According to the rule, the article "a" is for consonants and the article "an" is for vowels. Nevertheless, I have seen it frequently that many use the article "a" with both vowels and consonants. For example, they say "this is a expensive car" not "this is an expensive car" as it should be. Is there a reason for that?

  • 1
    'This is a expensive car' is ungrammatical. It should be this is an expensive car. Commented Mar 29, 2020 at 16:23
  • If it's strictly a matter of writing, it's just a mistake. Many people make typos, especially when writing instead of typing. I have occasionally heard this, but very rarely, and either as a speech error or as an unsuccessful attempt to sound dialectal. Commented Mar 29, 2020 at 16:53
  • Yes, KannE. (English spellings are irregular and weird). Commented Mar 29, 2020 at 16:54
  • The decision is not based on vowel or consonant, it's based on the sound -- vowel sound or consonant sound.
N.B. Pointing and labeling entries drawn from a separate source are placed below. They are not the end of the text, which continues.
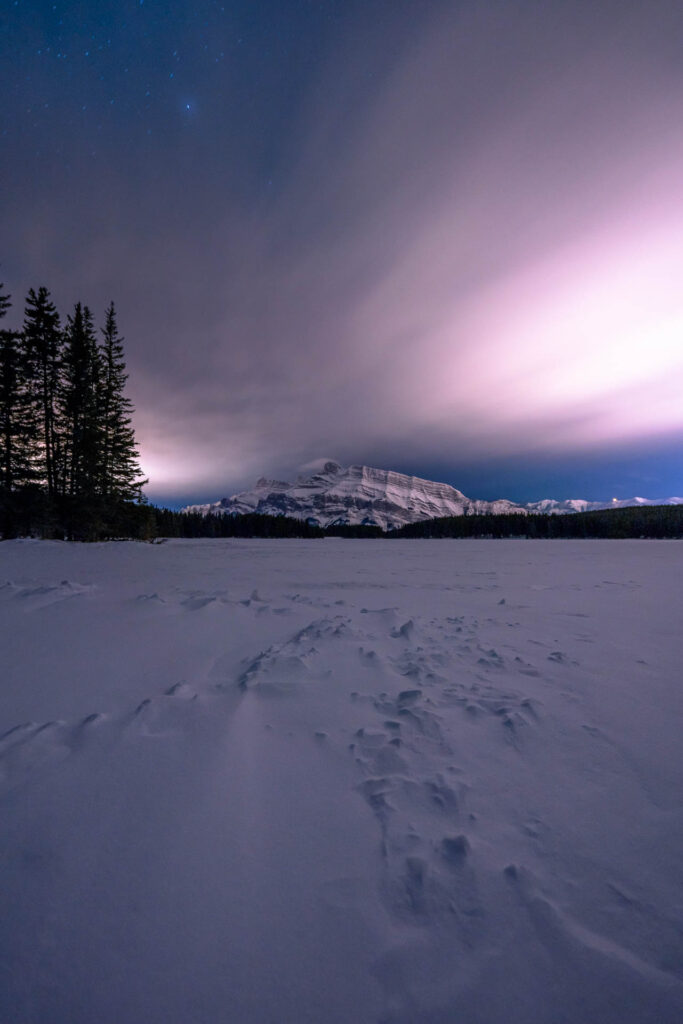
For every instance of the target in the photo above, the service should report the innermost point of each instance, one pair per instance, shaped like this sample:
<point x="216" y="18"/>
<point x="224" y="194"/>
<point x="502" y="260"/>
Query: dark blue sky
<point x="440" y="238"/>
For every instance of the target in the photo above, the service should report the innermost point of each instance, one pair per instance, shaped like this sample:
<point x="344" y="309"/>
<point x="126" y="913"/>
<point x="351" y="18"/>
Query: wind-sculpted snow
<point x="337" y="780"/>
<point x="361" y="495"/>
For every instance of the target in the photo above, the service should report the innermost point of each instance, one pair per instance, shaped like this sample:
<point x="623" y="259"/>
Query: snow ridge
<point x="334" y="495"/>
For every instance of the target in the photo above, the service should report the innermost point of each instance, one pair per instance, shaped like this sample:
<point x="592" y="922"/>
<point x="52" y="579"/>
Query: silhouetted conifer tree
<point x="16" y="435"/>
<point x="42" y="341"/>
<point x="121" y="474"/>
<point x="80" y="390"/>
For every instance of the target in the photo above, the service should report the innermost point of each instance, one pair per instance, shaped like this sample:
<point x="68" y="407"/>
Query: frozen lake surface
<point x="349" y="781"/>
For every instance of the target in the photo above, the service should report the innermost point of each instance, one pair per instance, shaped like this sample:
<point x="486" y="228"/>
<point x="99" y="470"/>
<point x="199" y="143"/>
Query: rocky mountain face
<point x="354" y="495"/>
<point x="361" y="495"/>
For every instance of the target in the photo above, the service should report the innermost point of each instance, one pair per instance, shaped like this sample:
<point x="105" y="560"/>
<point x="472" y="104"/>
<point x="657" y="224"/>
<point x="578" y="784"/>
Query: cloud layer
<point x="467" y="241"/>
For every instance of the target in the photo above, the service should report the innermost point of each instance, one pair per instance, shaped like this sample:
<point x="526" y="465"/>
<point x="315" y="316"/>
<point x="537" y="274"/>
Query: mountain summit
<point x="334" y="495"/>
<point x="354" y="495"/>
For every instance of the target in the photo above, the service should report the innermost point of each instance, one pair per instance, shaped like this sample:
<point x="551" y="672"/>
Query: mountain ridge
<point x="334" y="495"/>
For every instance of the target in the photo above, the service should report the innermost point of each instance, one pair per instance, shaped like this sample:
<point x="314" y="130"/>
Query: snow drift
<point x="327" y="781"/>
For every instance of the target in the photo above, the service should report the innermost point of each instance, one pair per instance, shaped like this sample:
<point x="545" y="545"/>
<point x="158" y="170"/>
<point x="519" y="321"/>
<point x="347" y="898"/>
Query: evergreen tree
<point x="121" y="474"/>
<point x="80" y="391"/>
<point x="15" y="423"/>
<point x="42" y="339"/>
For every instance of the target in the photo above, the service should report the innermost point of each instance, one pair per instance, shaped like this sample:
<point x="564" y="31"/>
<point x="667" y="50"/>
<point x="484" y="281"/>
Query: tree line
<point x="653" y="521"/>
<point x="69" y="460"/>
<point x="659" y="521"/>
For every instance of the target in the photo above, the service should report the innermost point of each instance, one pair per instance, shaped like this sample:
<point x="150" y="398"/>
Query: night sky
<point x="440" y="238"/>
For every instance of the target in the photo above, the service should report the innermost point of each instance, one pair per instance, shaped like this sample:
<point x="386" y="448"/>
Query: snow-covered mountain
<point x="554" y="507"/>
<point x="363" y="495"/>
<point x="354" y="495"/>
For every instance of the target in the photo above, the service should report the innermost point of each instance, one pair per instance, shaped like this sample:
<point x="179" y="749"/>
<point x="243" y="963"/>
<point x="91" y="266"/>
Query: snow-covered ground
<point x="350" y="781"/>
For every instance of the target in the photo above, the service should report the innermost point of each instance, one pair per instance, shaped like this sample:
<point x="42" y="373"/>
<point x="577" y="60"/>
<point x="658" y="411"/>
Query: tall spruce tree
<point x="16" y="436"/>
<point x="42" y="340"/>
<point x="121" y="474"/>
<point x="80" y="390"/>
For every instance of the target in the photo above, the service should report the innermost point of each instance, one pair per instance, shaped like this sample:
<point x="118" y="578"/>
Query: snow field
<point x="408" y="782"/>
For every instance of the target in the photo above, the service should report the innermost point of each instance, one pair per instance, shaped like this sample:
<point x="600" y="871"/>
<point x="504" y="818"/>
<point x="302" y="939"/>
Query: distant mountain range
<point x="360" y="495"/>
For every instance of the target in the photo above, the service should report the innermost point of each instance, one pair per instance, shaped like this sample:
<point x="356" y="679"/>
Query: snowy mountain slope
<point x="354" y="495"/>
<point x="550" y="505"/>
<point x="334" y="495"/>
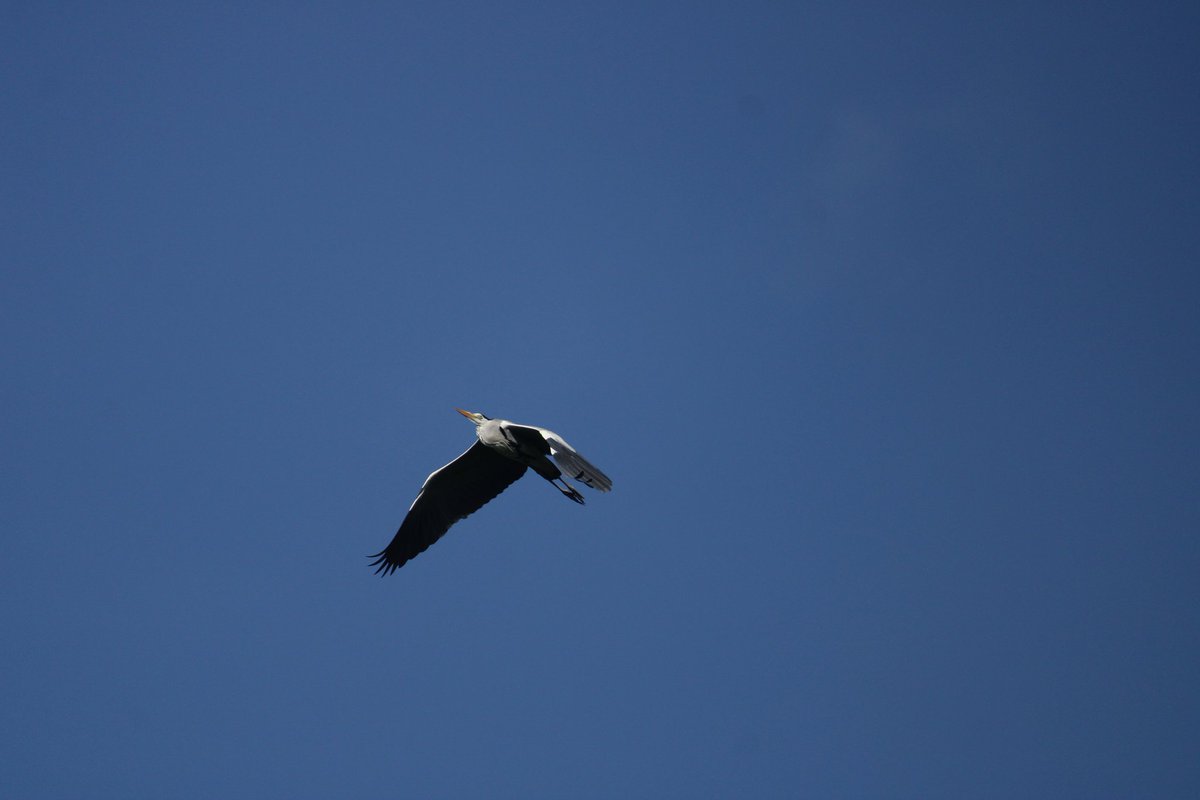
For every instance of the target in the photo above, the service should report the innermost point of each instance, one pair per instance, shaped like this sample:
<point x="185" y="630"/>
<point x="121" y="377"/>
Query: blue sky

Thus "an heir to the family fortune".
    – Hot Licks
    Commented Mar 29, 2020 at 17:39
  • 1
    In the 'London Multicultural' regional dialect, and certain others (e.g. Caribbean), the conventions about 'an' (and the way 'the' is said) before words starting with a vowel sound) are ignored. Commented Mar 29, 2020 at 17:56

1 Answer 1


It's an expensive car.

As Kann says, it's about the sound, not the type of letter. For instance, we say a uniform and an honor.

It's simply easier to say an apple than a apple. Likewise, it's easier to say a uniform than an uniform.

(Americans say an herb, while Brits say a herb. Can you guess why?)

  • In BrE, 'herb' starts with /h/ sound. In AmE, 'herb' starts with a vowel. Commented Mar 29, 2020 at 17:34
  • Brits used to say 'an hotel', and I don't mean Cockneys. Commented Mar 29, 2020 at 17:53
  • I know all about that sound case like you said (hotel, euro, European, honor, herb, hour......etc.) But what would make someone use 'an' before words like expensive or old? Is it something colloquial?
    – Yoanna
    Commented Mar 29, 2020 at 18:37
  • @Yoanna - an apple, an expensive apple. The rule applies to whatever word is after the indefinite article. Commented Mar 29, 2020 at 20:28
  • I am sorry I meant "why would someone use 'a' not 'an' before expensive" but i got your point. Thank you very much for your time.